Die Verkehrsinfrastruktur Hessens wird am Donnerstag durch einen von der Gewerkschaft Verdi initiierten Warnstreik der Busfahrer privater Unternehmen erheblich beeinträchtigt. Dieser Schritt ist Teil einer umfangreichen Strategie, um den Druck auf die laufenden Tarifverhandlungen zu erhöhen. Fahrgäste in vielen Teilen Hessens, darunter die Metropolregion Frankfurt sowie der Main-Kinzig-Kreis, müssen sich auf umfassende Dienstausfälle einstellen. Warnungen vor zusätzlichen Stauerscheinungen stehen im Raum, da Berufspendler und Schüler auf Alternativverkehrsmittel wie das Auto angewiesen sein könnten.
Die Gewerkschaft hat bestätigt, dass zahlreiche Unternehmen in Städten wie Homberg/Efze, Melsungen, Rotenburg und anderen zum Streik aufgerufen sind, was die breite Abdeckung privater Busdienste im hessischen Raum unterstreicht. Währenddessen kündigte die ESWE in Wiesbaden an, mögliche Auswirkungen ihrer Partnerfirmen kompensieren zu wollen. Auch in Kassel, Marburg sowie Darmstadt bleiben die Busse verschont, da diese unter separate Tarifverträge fallen. In Frankfurt werden indes S-Bahnen, Straßen- und U-Bahnen weiterhin nach Plan verkehren.

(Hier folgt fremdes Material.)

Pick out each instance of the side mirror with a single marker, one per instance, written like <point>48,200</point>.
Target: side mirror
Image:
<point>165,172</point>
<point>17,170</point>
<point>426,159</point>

Die Kernforderungen von Verdi umfassen neben einer zweifachen Gehaltserhöhung von jeweils 8,5 Prozent auch einen einmaligen Inflationsausgleich von 3000 Euro pro Mitarbeiter sowie die Verbesserung der Arbeitsbedingungen. Demgegenüber steht das Angebot des Landesverbands Hessischer Omnibusunternehmer (LHO), welches eine Gehaltserhöhung in drei Schritten bis 2027 um insgesamt 9,3 Prozent sowie einen einmaligen Inflationsausgleich von 1500 Euro vorsieht. Die Finanzierbarkeit der Verdi-Forderungen wird vom LHO in Frage gestellt.